以前は庭師ロボットがいたのですが、いつのまにか姿を見なくなりました。けれど彼は執事ロボットです。お屋敷の仕事なら、ひと通りプログラムされています。専門職のロボットほど上手くはできませんが、土いじりは好きです。丁寧に世話をしてやれば、花壇の花はきちんと応えて、きちんと咲いてくれます。
女の子の部屋につくと、ロボットは厚いカーテンをあけました。
大きな窓から朝の光が差しこんで、部屋の中央のベッドを照らします。
ベッドは空っぽです。
執事ロボットはベッドサイドの花瓶に咲いている昨日の花を、摘んできた花と取り替えます。
きれいに畳んで枕元に置いてあるパジャマを洗濯用バスケットに入れて、ベッドをととのえて、それから、庭へ向かいました。
お屋敷の庭は、女の子のお気に入りの遊び場です。
彼のご主人さまは体が弱くて、お屋敷の外に出られません。そんな彼女のためにお屋敷の庭には、世界中のめずらしい花が一年中とりどりに咲いています。

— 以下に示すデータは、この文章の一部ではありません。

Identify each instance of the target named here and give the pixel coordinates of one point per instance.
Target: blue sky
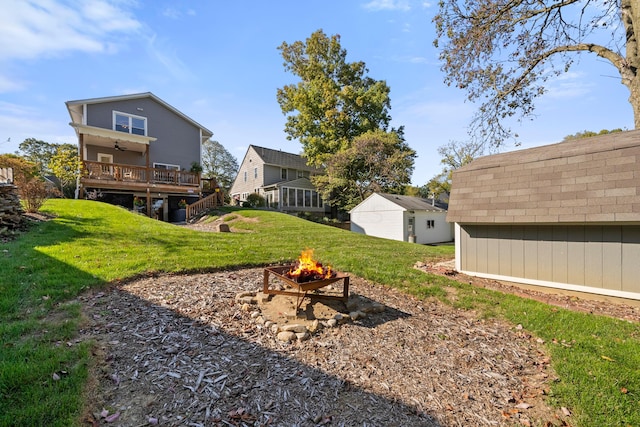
(217, 61)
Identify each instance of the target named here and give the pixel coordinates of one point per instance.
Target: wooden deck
(130, 177)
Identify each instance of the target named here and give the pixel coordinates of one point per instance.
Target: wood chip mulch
(180, 350)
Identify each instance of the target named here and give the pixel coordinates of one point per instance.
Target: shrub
(255, 200)
(33, 193)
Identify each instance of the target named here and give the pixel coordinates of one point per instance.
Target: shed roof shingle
(590, 180)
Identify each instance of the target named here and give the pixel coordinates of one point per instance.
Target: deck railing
(131, 173)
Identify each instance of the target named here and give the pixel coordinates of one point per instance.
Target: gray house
(565, 215)
(404, 218)
(138, 147)
(283, 179)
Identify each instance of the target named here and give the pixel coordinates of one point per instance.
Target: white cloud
(32, 29)
(376, 5)
(10, 84)
(568, 85)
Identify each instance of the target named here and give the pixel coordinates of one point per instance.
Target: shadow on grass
(42, 371)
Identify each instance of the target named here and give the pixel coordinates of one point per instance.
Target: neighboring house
(6, 175)
(404, 218)
(137, 146)
(283, 179)
(564, 216)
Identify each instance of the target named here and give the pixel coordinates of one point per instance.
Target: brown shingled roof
(590, 180)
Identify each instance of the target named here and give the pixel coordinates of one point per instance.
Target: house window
(129, 123)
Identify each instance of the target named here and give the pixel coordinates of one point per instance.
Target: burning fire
(306, 269)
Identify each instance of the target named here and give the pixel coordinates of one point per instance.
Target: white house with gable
(404, 218)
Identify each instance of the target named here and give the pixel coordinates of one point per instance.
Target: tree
(376, 161)
(65, 165)
(218, 163)
(333, 102)
(455, 154)
(503, 53)
(38, 152)
(588, 134)
(26, 177)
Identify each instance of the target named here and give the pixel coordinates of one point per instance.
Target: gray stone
(286, 336)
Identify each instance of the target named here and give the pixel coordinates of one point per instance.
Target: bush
(254, 200)
(33, 193)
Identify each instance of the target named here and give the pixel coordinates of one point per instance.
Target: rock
(247, 300)
(294, 328)
(314, 326)
(355, 315)
(261, 297)
(245, 294)
(303, 336)
(286, 336)
(373, 308)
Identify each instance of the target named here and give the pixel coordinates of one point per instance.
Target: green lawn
(90, 244)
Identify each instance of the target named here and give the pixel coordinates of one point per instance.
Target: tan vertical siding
(631, 259)
(600, 257)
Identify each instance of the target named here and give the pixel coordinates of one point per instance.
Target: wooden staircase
(203, 205)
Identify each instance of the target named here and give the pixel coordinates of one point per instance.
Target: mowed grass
(44, 367)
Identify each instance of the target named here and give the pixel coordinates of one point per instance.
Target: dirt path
(183, 350)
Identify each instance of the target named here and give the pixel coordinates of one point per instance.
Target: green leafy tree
(376, 161)
(455, 154)
(588, 133)
(502, 53)
(218, 163)
(333, 102)
(38, 152)
(26, 177)
(65, 165)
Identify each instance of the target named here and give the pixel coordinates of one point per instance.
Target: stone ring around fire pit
(303, 288)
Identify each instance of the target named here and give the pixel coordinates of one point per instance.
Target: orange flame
(307, 269)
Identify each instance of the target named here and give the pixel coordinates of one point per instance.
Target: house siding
(592, 258)
(178, 140)
(380, 216)
(565, 215)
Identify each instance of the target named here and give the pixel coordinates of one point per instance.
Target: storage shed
(565, 215)
(404, 218)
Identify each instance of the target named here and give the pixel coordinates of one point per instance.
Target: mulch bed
(180, 350)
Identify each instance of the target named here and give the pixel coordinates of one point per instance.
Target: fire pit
(306, 275)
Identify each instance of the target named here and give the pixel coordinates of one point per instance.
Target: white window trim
(109, 156)
(130, 116)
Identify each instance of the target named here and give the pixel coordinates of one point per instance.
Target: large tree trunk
(630, 10)
(634, 100)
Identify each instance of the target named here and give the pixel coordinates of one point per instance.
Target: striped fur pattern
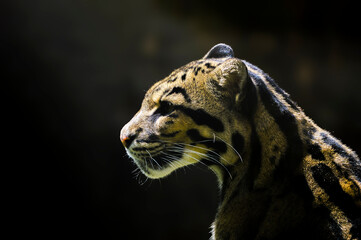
(280, 175)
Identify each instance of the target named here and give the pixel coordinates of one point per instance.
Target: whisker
(239, 155)
(150, 155)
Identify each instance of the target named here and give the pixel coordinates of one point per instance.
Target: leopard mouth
(157, 162)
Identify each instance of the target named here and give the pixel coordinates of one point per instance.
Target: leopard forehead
(187, 82)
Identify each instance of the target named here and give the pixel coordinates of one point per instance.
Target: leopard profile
(280, 175)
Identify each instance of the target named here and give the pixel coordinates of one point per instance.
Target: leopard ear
(220, 50)
(230, 79)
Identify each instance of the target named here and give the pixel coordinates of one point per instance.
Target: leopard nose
(127, 139)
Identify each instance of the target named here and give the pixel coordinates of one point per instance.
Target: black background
(76, 71)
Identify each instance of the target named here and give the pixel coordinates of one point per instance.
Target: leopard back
(280, 175)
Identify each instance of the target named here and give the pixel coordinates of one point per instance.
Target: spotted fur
(280, 175)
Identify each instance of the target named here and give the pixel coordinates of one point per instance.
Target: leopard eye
(165, 108)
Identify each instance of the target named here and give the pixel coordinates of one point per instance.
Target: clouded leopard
(280, 175)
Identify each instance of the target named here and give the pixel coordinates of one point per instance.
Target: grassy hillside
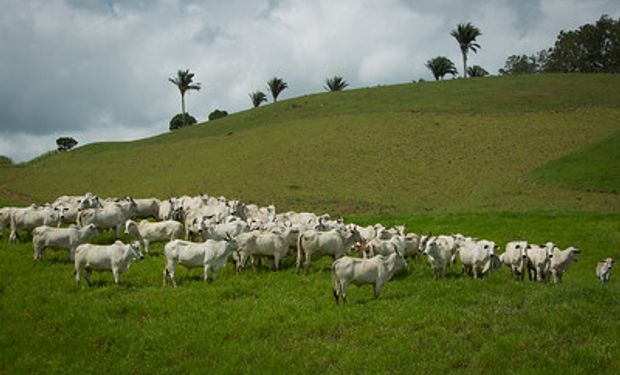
(593, 168)
(454, 146)
(280, 322)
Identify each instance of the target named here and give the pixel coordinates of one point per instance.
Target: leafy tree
(335, 83)
(276, 86)
(466, 34)
(184, 82)
(440, 66)
(65, 143)
(257, 98)
(181, 120)
(523, 64)
(477, 71)
(5, 161)
(589, 49)
(217, 114)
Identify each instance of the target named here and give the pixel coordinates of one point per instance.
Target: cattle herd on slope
(204, 232)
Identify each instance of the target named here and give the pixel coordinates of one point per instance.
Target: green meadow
(504, 158)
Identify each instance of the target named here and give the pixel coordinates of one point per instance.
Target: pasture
(501, 158)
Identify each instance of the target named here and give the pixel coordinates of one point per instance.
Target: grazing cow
(515, 257)
(147, 233)
(539, 261)
(61, 238)
(72, 204)
(31, 217)
(116, 258)
(112, 216)
(439, 253)
(5, 219)
(560, 262)
(477, 257)
(211, 255)
(271, 244)
(334, 242)
(603, 270)
(377, 270)
(220, 232)
(171, 209)
(147, 207)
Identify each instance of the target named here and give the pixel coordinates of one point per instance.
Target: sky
(97, 70)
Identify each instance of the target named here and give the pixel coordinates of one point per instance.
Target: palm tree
(335, 84)
(440, 66)
(466, 34)
(477, 71)
(276, 86)
(257, 98)
(183, 81)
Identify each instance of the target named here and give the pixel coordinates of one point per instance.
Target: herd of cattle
(203, 231)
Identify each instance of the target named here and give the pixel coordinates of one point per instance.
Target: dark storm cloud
(97, 70)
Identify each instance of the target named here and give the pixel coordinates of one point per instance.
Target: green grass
(595, 167)
(287, 323)
(503, 158)
(457, 146)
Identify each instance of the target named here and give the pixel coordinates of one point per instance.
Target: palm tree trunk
(464, 64)
(183, 108)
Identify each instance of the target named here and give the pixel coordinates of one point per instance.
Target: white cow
(5, 219)
(439, 253)
(171, 209)
(334, 242)
(113, 215)
(211, 255)
(147, 207)
(116, 258)
(560, 262)
(539, 261)
(477, 257)
(270, 244)
(377, 270)
(603, 269)
(222, 231)
(74, 203)
(147, 233)
(60, 238)
(31, 217)
(515, 257)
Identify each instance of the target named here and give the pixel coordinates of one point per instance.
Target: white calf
(31, 217)
(334, 242)
(560, 262)
(377, 270)
(116, 258)
(147, 233)
(211, 255)
(61, 238)
(603, 269)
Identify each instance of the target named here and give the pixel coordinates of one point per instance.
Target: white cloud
(97, 71)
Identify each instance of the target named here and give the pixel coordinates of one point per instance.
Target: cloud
(98, 69)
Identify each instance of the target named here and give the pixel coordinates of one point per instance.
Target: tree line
(592, 48)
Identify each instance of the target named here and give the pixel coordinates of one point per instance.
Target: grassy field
(502, 158)
(287, 323)
(595, 167)
(457, 146)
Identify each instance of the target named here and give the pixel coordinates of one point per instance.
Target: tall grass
(280, 322)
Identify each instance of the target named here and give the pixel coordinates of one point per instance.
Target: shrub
(177, 121)
(217, 114)
(65, 143)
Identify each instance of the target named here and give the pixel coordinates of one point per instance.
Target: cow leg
(87, 277)
(378, 286)
(116, 275)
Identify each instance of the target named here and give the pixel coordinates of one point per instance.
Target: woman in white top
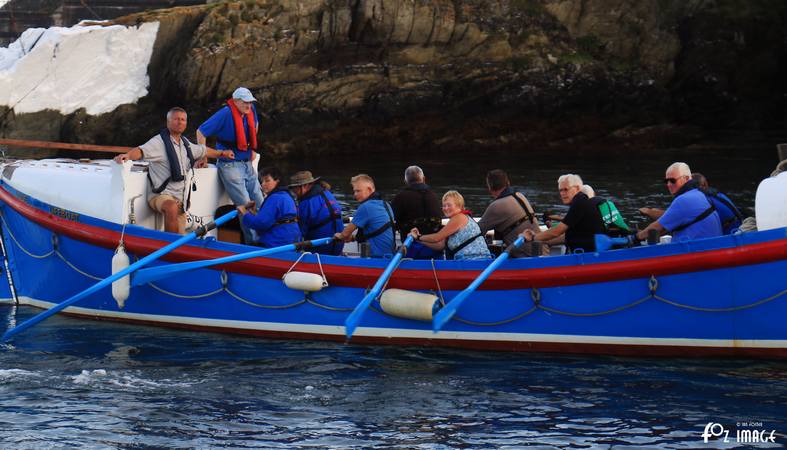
(460, 237)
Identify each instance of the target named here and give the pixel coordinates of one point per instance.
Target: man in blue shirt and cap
(235, 128)
(690, 215)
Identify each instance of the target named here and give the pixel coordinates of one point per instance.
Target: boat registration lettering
(65, 214)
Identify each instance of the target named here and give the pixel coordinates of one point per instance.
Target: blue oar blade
(351, 323)
(447, 312)
(144, 276)
(112, 278)
(355, 317)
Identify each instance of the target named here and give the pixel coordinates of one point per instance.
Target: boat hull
(716, 297)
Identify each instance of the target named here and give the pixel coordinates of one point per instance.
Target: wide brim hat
(301, 178)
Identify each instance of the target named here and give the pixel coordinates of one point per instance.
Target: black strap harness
(529, 216)
(451, 252)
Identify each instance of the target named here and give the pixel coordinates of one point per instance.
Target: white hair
(682, 168)
(571, 179)
(588, 190)
(413, 174)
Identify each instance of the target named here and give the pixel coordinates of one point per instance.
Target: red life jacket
(240, 133)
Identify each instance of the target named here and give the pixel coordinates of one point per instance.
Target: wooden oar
(64, 146)
(144, 276)
(352, 320)
(448, 311)
(109, 280)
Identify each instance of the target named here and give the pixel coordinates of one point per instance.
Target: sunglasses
(672, 180)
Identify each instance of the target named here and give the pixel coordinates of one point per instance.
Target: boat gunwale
(360, 275)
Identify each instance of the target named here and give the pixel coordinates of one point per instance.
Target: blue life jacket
(319, 216)
(276, 222)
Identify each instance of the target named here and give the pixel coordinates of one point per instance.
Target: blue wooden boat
(62, 221)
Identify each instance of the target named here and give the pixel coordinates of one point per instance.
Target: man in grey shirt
(510, 214)
(170, 156)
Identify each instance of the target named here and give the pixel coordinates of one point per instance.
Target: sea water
(73, 383)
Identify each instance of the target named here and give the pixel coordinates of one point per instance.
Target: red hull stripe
(357, 276)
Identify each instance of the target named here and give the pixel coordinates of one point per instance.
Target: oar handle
(110, 279)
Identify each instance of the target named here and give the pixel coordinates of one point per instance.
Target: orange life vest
(240, 134)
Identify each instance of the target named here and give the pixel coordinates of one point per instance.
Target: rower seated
(690, 215)
(276, 221)
(170, 158)
(373, 219)
(461, 238)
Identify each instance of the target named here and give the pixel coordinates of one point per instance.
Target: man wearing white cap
(235, 128)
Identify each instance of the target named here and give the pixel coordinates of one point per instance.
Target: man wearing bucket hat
(319, 214)
(235, 128)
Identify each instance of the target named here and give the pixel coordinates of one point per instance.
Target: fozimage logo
(745, 433)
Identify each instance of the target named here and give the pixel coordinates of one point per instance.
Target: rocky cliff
(390, 75)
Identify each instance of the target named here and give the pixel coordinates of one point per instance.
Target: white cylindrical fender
(304, 281)
(409, 304)
(770, 204)
(120, 288)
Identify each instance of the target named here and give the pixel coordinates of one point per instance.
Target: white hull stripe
(417, 334)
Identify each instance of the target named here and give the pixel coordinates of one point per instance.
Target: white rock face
(64, 69)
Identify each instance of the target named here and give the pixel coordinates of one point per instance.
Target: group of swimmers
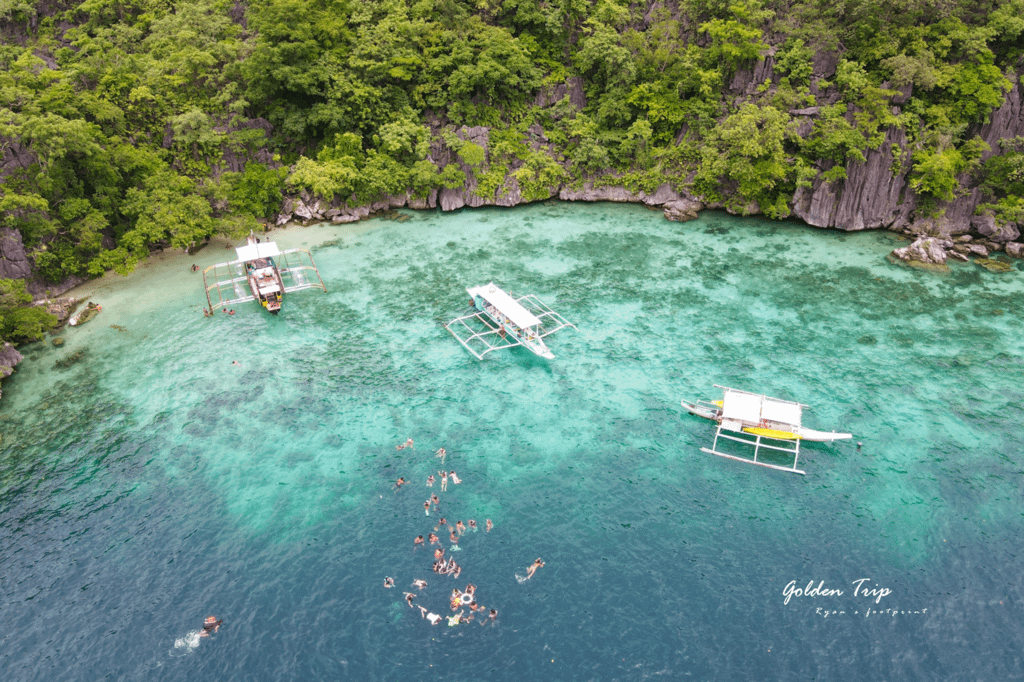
(461, 599)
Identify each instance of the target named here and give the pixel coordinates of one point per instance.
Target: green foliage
(935, 171)
(747, 157)
(19, 322)
(256, 192)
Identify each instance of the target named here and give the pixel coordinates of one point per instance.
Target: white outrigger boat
(744, 415)
(498, 321)
(262, 272)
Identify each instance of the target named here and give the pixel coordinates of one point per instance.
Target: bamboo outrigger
(262, 272)
(499, 321)
(743, 415)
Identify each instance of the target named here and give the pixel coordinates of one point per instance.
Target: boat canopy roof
(743, 407)
(493, 294)
(254, 251)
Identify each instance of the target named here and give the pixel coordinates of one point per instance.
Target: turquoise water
(153, 482)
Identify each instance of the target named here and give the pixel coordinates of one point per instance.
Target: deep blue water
(153, 482)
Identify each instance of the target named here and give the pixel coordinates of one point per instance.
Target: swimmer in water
(210, 625)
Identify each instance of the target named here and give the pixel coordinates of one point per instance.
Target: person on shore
(210, 625)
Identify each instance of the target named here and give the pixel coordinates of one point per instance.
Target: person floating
(210, 625)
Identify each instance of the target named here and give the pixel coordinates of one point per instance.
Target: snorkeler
(211, 624)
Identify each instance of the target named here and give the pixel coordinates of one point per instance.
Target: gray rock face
(928, 250)
(604, 194)
(682, 210)
(13, 263)
(870, 197)
(8, 358)
(1000, 232)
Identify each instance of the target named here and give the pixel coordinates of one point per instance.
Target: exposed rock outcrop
(13, 263)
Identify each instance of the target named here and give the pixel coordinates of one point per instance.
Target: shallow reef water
(153, 482)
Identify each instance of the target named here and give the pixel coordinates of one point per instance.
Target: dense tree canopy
(129, 124)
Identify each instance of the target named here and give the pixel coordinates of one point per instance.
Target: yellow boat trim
(772, 433)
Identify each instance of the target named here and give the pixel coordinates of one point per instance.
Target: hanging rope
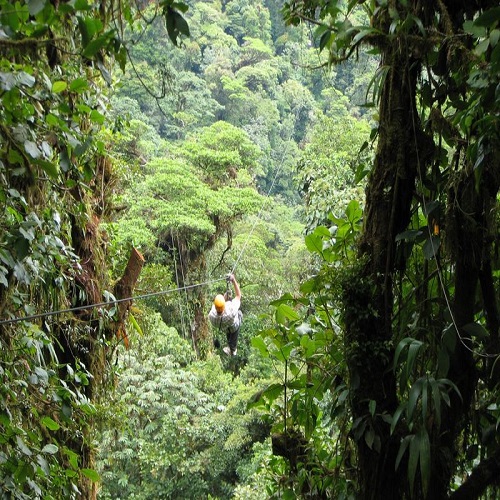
(434, 252)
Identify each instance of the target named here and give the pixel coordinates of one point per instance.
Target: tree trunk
(388, 202)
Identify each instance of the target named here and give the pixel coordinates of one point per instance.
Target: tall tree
(55, 179)
(420, 305)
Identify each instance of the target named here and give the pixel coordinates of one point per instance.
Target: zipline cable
(107, 303)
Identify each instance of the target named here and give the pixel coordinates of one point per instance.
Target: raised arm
(237, 290)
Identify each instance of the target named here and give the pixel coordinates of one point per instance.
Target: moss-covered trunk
(368, 294)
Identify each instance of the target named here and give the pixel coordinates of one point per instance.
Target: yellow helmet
(219, 303)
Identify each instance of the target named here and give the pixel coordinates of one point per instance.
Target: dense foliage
(200, 141)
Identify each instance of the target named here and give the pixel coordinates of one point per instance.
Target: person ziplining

庭の中央にどっしり聳えているオークの古木が、女の子のお気に入りです。
オークの太い枝からは、ブランコがひとつ、さがっています。
女の子にねだられて、執事ロボットがつくったのです。女の子を座らせて、ロボットが背中を押してあげるのです。空を飛んでいるみたいだと、女の子は嬉しそうに笑います。彼女の笑顔が、ロボットは大好きです。
ブランコのそばまでやって来ました。
ブランコは空っぽです。
かすかにチェーンが揺れていますが、女の子の姿は見当たりません。
チェーンは錆びついてボロボロです。片方がだらんと垂れ下がって、跳ね橋のように傾いています。座板はすっかり朽ちています。
ブランコの足元の芝生に、なにか、落ちているのを見つけました。
小さな、金色の輪っかです。
女の子が左腕にはめていた腕輪と、スキャンデータが一致しました。腕輪の裏に、日付が刻まれています。
女の子が生まれた日です。
ちょうど3日後の日付です。しかし、今から200年前をさしています。200年が人間にとって長すぎることを、ロボットは知っています。
けれど、彼は執事ロボットです。
人間のお世話をするのが、仕事です。
ご主人がいなくなった後の行動もプログラムされていたはずですが、壊れた彼を修理してくれる人間は、このお屋敷には、もういません。
そよ風で、ブランコが揺れています。
金色の腕輪をブランコの足元にもどして、ロボットは屋内へもどっていきます。小さなご主人さまのために、朝の紅茶を用意しにいくのです。